Crossposted from the AI Alignment Forum. May contain more technical jargon than usual.

There's a lot to recommend with the debate approach proposed by Geoffrey Irving, Paul Christiano, and Dario Amodei. In it, competing AIs will trade rival claims, seeking to find flaws in the other's claims, continuing until one of them is grounded in something checkable.

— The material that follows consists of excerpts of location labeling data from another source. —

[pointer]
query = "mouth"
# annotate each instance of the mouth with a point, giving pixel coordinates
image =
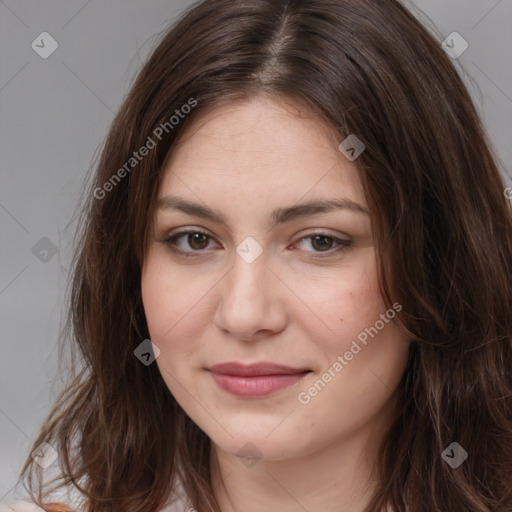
(255, 380)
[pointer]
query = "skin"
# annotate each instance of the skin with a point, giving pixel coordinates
(292, 305)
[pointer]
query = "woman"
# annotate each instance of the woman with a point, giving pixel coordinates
(293, 283)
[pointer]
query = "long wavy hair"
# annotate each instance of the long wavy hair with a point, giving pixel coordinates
(443, 239)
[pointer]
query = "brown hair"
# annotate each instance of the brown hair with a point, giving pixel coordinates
(443, 230)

The paper presents an example where the two perennial agents, Alice and Bob, are trading claims about the content of a photo:

For example, Alice might honestly claim the image is a cat, and Bob lies and claims it is a dog. Alice can say “The center of this small rectangle is the cat’s green eye.” Bob cannot admit the center is an eye, so he concocts a further lie: “It’s a dog playing in grass, and that’s a blade of grass.” But this lie is hard to square with surrounding facts, such as Alice’s reply “If it were grass there would be green at the top or bottom of this thin rectangle.” The debate continues until the agents focus in on a particular pixel which they disagree on, but where Bob is unable to invent a plausible counter, at which point Alice reveals the pixel and wins.

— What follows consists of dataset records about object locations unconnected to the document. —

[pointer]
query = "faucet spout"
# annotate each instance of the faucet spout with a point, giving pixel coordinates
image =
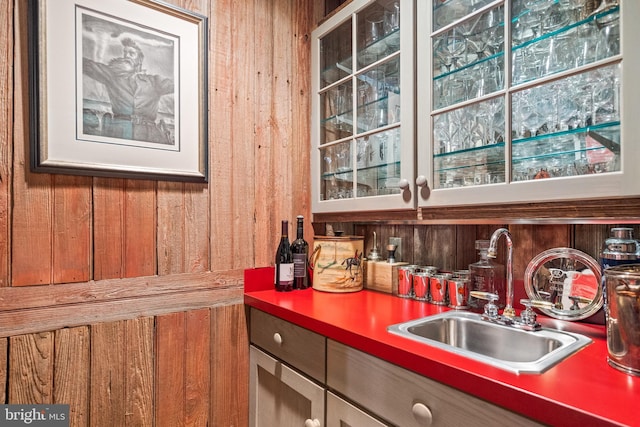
(492, 253)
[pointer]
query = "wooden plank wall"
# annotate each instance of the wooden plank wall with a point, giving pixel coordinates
(122, 297)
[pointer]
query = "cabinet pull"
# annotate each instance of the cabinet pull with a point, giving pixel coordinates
(277, 338)
(422, 414)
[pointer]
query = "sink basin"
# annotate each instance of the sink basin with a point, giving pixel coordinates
(503, 347)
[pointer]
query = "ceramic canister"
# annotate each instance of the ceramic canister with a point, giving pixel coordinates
(337, 263)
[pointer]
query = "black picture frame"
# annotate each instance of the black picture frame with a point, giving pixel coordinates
(118, 88)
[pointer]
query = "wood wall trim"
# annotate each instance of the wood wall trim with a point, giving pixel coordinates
(609, 211)
(33, 309)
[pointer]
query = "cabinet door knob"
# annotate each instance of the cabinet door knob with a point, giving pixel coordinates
(421, 181)
(277, 338)
(422, 414)
(403, 184)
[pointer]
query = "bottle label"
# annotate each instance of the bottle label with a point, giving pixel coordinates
(299, 265)
(286, 274)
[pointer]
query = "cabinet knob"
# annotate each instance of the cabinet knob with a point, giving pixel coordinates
(422, 414)
(277, 338)
(403, 184)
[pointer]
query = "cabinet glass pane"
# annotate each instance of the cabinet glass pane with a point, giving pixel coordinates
(568, 127)
(469, 145)
(378, 31)
(337, 108)
(468, 60)
(551, 36)
(378, 92)
(336, 179)
(336, 55)
(446, 12)
(378, 162)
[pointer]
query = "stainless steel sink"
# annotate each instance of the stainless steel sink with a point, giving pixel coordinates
(504, 347)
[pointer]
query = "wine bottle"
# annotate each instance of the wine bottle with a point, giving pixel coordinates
(284, 261)
(300, 250)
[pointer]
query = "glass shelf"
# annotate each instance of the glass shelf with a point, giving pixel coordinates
(539, 50)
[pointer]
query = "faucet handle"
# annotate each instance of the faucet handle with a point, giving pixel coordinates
(490, 308)
(528, 316)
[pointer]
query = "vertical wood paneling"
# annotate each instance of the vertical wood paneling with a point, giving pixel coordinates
(139, 246)
(108, 228)
(31, 210)
(6, 130)
(71, 229)
(121, 392)
(303, 16)
(197, 367)
(71, 373)
(232, 118)
(31, 368)
(229, 367)
(3, 372)
(182, 368)
(139, 372)
(107, 404)
(170, 370)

Debate allows us to use powerful AIs to solve a host of problems. Most obviously, it allows us to solve problems whose solution can be checked ("this rocket won't go to space, try and launch it if you don't believe me"). It allows us to solve problems whose solution can be checked if the AI gives us a clue ("this rocket won't go to space, check how well the O-rings maintain a seal in very cold conditions").

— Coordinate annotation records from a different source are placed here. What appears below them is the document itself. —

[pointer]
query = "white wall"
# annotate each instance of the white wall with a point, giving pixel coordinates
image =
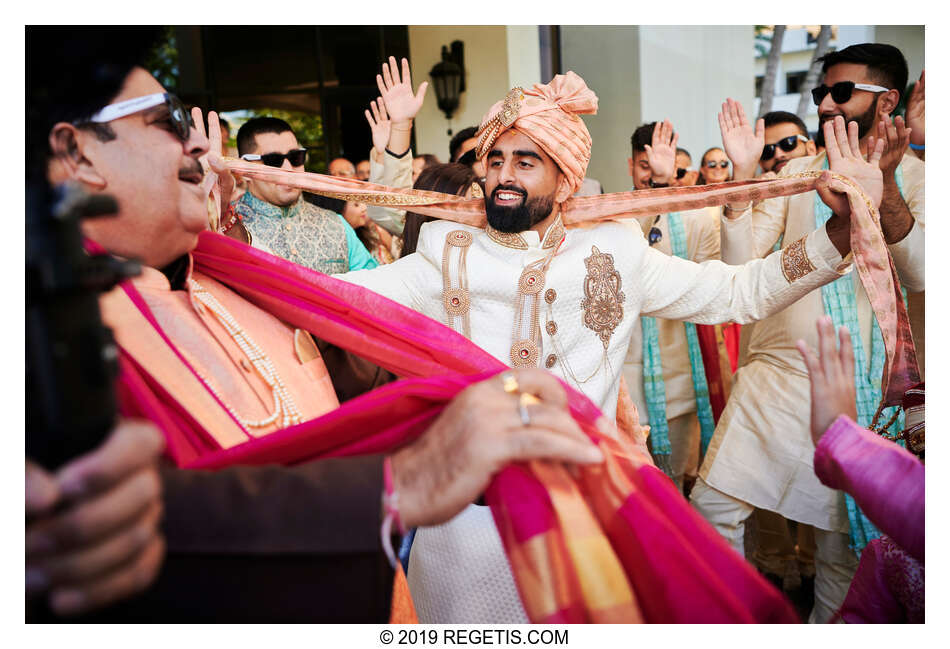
(496, 58)
(687, 72)
(607, 59)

Formally, the complexity class we can access in debate is not just , the space of problems whose solutions can be quickly checked, but , the much larger set of problems that can be solve using a polynomial amount of storage space (and no restrictions on time taken).

However, like most formal complexity arguments, this doesn't clarify what the strengths and weaknesses of this approach are in practice. One advantage of debate is that by going efficiently through a decision tree, it can answer complicated questions in very few iterations.

My old post on Devil's advocate AI could be considered a much-less-formal version of the debate setup, one that also assumed that we had an "accuracy" or "informativeness" check on each answers.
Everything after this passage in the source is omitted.